(6 Jun 2010) — Mungkin aspek yang paling membingungkan dari urusan armada Gaza adalah kemarahan yang diungkapkan oleh pemerintah dan rakyat Israel.
Sifat dari respons ini tidak sepenuhnya diberitakan di media Inggris, namun mencakup parade resmi yang merayakan kepahlawanan pasukan komando yang menyerbu kapal dan demonstrasi yang dilakukan oleh anak-anak sekolah yang memberikan dukungan tegas kepada pemerintah melawan gelombang baru anti-Semitisme.
Sebagai seseorang yang lahir di Israel dan dengan antusias menjalani proses sosialisasi dan indoktrinasi hingga usia pertengahan 20-an, reaksi ini sudah tidak asing lagi bagi saya. Memahami akar dari sikap defensif yang hebat ini adalah kunci untuk memahami hambatan utama bagi perdamaian di Israel dan Palestina. Penghalang ini dapat didefinisikan dengan baik sebagai persepsi Yahudi Israel yang resmi dan populer mengenai realitas politik dan budaya di sekitar mereka.
Ada beberapa faktor yang dapat menjelaskan fenomena ini, namun ada tiga faktor yang menonjol dan saling berhubungan. Hal-hal tersebut membentuk infrastruktur mental yang mendasari kehidupan di Israel sebagai individu Zionis Yahudi, dan infrastruktur yang hampir mustahil untuk ditinggalkan – seperti yang saya ketahui dengan baik dari pengalaman pribadi.

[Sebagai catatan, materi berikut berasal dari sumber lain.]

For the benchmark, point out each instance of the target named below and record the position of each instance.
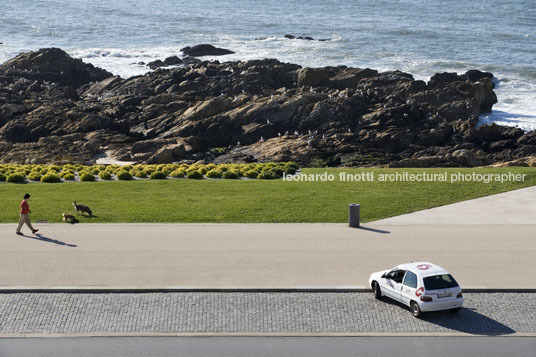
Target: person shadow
(41, 237)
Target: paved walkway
(486, 243)
(483, 313)
(513, 208)
(260, 255)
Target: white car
(422, 286)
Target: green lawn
(182, 200)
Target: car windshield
(443, 281)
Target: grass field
(182, 200)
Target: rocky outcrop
(307, 38)
(52, 65)
(205, 50)
(57, 109)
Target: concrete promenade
(486, 243)
(259, 255)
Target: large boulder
(53, 65)
(312, 77)
(467, 158)
(205, 50)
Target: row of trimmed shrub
(55, 173)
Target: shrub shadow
(468, 320)
(40, 237)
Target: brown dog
(69, 218)
(82, 209)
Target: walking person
(25, 215)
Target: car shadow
(375, 230)
(40, 237)
(467, 320)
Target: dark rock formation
(170, 61)
(205, 50)
(307, 38)
(57, 109)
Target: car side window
(410, 279)
(396, 275)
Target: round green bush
(16, 178)
(196, 175)
(267, 175)
(34, 176)
(158, 175)
(214, 173)
(68, 176)
(290, 169)
(230, 175)
(86, 176)
(51, 177)
(141, 174)
(251, 174)
(123, 175)
(178, 173)
(278, 171)
(105, 175)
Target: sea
(422, 37)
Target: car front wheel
(377, 291)
(415, 309)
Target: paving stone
(483, 313)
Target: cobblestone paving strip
(483, 313)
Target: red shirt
(24, 207)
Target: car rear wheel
(377, 291)
(415, 309)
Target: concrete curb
(186, 289)
(262, 334)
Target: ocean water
(421, 37)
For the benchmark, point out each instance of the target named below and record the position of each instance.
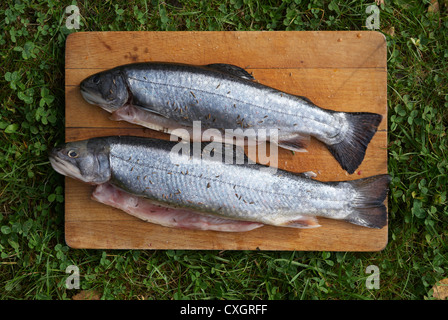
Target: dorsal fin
(231, 69)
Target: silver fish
(168, 96)
(178, 175)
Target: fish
(229, 104)
(207, 179)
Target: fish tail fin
(350, 152)
(368, 206)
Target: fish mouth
(66, 168)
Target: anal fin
(294, 142)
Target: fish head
(87, 160)
(107, 89)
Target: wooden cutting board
(343, 71)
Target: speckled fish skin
(223, 96)
(148, 168)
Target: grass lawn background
(34, 257)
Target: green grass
(34, 256)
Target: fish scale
(168, 96)
(208, 183)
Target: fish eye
(96, 79)
(72, 154)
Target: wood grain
(343, 71)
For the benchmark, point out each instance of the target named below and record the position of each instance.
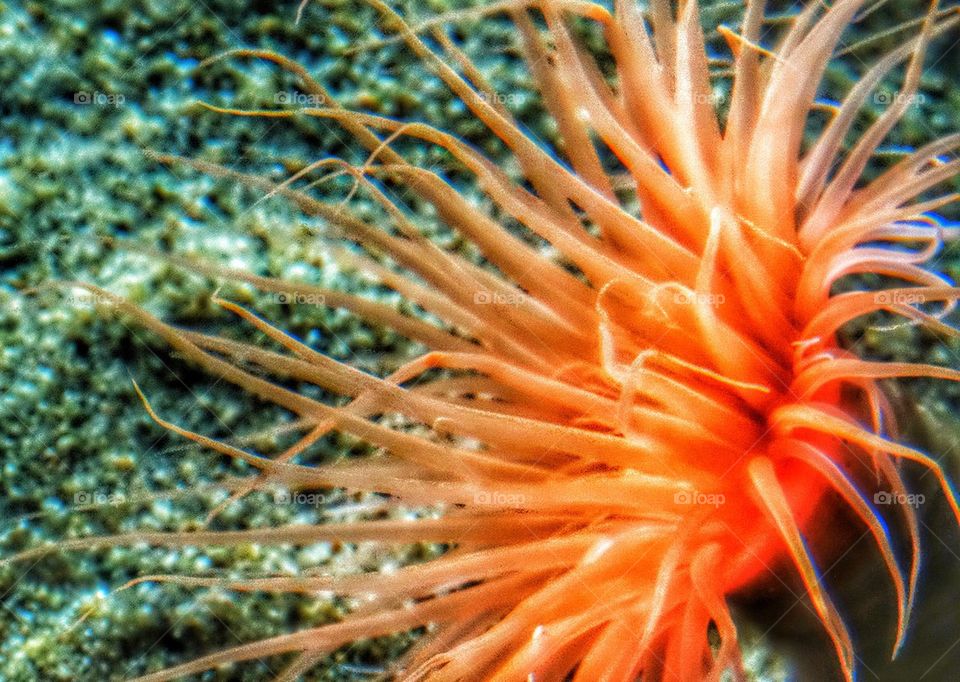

Asumsi pertama dan paling penting adalah bahwa apa yang dahulu merupakan sejarah Palestina adalah milik politik, budaya, dan agama yang sakral dan tak terbantahkan dari orang-orang Yahudi yang diwakili oleh gerakan Zionis dan kemudian negara Israel.
Sebagian besar warga Israel, baik politisi maupun warga negara, memahami bahwa hak ini tidak dapat sepenuhnya diwujudkan. Namun meskipun pemerintahan berturut-turut cukup pragmatis untuk menerima kebutuhan untuk melakukan perundingan perdamaian dan mengupayakan semacam kompromi teritorial, impian tersebut tidak diabaikan. Yang jauh lebih penting adalah konsepsi dan representasi kebijakan pragmatis apa pun sebagai tindakan kemurahan hati internasional yang belum pernah terjadi sebelumnya.
Ketidakpuasan warga Palestina, atau internasional, terhadap setiap kesepakatan yang ditawarkan Israel sejak tahun 1948, dipandang sebagai bentuk penghinaan terhadap kebijakan “satu-satunya negara demokrasi di Timur Tengah” yang akomodatif dan mencerahkan. Sekarang, bayangkan ketidakpuasan tersebut diterjemahkan ke dalam perjuangan yang nyata, dan terkadang penuh kekerasan, dan Anda mulai memahami kemarahan yang wajar. Sebagai anak sekolah, selama dinas militer dan kemudian sebagai warga negara Israel dewasa, satu-satunya penjelasan yang kami terima atas tanggapan Arab atau Palestina adalah bahwa perilaku beradab kami dihadapkan pada barbarisme dan antagonisme yang paling buruk.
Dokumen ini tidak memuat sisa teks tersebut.